Nanomedicine and chemical imaging approaches for traumatic spinal cord injury

Traumatic spinal cord injury (SCI) results in immediate disruption of cell membranes in affected neural and endothelial tissues, followed by extensive secondary neurodegenerative processes. Due to the complication of the neurodegenerative processes, currently there is no golden therapy for SCI. Our strategy is to seal the damaged membranes at the early stage of SCI. Here we show that axonal membranes injured by compression can be effectively repaired by using self-assembled monomethoxy poly(ethylene glycol)-poly(D,L-lactic acid) di-block copolymer micelles (60 nm diameter). Injured spinal tissue incubated with micelles showed rapid restoration of compound action potential and reduced calcium influx into axons. Intravenously injected micelles effectively recovered the locomotor function. The micelles showed no adverse effects after systemic administration to live rats.
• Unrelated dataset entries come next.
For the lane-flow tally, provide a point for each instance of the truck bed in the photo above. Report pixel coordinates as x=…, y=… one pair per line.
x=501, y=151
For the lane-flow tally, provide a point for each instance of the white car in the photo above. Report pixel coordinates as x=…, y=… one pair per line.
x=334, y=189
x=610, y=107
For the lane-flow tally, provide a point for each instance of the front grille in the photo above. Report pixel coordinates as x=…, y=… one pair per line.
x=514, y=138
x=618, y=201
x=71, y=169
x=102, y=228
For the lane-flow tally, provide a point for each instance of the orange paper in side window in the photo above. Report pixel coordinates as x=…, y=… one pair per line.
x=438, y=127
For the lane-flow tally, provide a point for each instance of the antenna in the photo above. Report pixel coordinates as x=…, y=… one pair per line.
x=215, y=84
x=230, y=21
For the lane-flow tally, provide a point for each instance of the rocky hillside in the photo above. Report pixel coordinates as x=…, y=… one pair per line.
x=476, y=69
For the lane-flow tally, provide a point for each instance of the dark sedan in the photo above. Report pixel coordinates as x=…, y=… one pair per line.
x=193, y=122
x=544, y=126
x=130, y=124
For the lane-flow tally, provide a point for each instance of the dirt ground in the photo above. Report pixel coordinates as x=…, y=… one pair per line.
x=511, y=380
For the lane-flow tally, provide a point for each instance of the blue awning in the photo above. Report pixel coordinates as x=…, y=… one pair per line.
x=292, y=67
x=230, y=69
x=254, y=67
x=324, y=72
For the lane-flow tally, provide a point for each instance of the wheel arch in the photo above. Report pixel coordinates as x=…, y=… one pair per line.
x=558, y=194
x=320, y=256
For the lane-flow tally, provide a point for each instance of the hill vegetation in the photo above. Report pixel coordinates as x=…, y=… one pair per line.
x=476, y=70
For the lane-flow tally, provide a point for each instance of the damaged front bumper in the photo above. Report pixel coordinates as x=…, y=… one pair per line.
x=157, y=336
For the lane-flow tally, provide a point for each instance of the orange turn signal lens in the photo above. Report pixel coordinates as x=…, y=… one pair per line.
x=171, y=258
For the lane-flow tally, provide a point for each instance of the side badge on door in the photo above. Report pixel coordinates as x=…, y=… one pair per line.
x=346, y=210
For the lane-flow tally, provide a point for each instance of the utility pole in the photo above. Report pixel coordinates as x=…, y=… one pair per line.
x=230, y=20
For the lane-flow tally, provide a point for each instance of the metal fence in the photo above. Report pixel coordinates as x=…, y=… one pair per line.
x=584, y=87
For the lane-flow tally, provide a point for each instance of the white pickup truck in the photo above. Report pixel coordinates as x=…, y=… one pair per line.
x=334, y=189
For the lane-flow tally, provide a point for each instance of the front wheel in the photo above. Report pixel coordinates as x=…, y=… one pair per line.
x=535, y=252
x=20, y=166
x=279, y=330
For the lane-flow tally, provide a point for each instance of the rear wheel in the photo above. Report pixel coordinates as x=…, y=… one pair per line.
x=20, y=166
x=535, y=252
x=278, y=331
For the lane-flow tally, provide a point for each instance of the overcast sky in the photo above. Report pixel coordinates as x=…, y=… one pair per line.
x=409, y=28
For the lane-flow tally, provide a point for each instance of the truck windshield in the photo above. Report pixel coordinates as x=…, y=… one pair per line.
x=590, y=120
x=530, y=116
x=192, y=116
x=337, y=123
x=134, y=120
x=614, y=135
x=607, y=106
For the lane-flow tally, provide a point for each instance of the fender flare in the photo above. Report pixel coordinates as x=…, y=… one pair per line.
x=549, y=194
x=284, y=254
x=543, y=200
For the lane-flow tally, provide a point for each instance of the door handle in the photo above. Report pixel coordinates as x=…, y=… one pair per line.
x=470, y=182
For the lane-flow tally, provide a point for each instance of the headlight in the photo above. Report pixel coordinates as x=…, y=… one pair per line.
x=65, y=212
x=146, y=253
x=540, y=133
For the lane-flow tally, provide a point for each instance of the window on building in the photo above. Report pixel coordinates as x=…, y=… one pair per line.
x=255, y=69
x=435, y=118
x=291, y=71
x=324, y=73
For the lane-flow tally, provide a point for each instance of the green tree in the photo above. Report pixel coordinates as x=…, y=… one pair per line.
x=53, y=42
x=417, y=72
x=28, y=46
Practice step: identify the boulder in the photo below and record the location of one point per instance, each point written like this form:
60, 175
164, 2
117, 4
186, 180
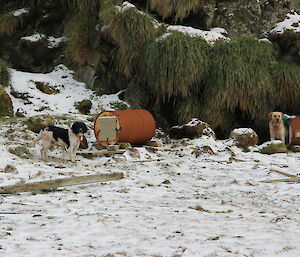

On the other hand, we have employed nonlinear optical microscopy to study tissue pathophysiology following SCI. The integration of different imaging modalities such as two-photon excited fluorescence (TPEF), sum frequency generation (SFG), and coherent anti-Stokes Raman scattering (CARS) on the sample platform enabled our investigation of acrolein induced demyelination through nodes of Ranvier. By employing inherent CARS signal from myelin sheath and strategies to minimize surgery, motion distortion and scar formation, we demonstrated high resolution in vivo imaging of normal and injured spinal cord in live rats. Longitudinal visualization of de- and re-myelination at single axon level provides a novel platform for rational design of therapies aimed at promoting myelin plasticity and repair.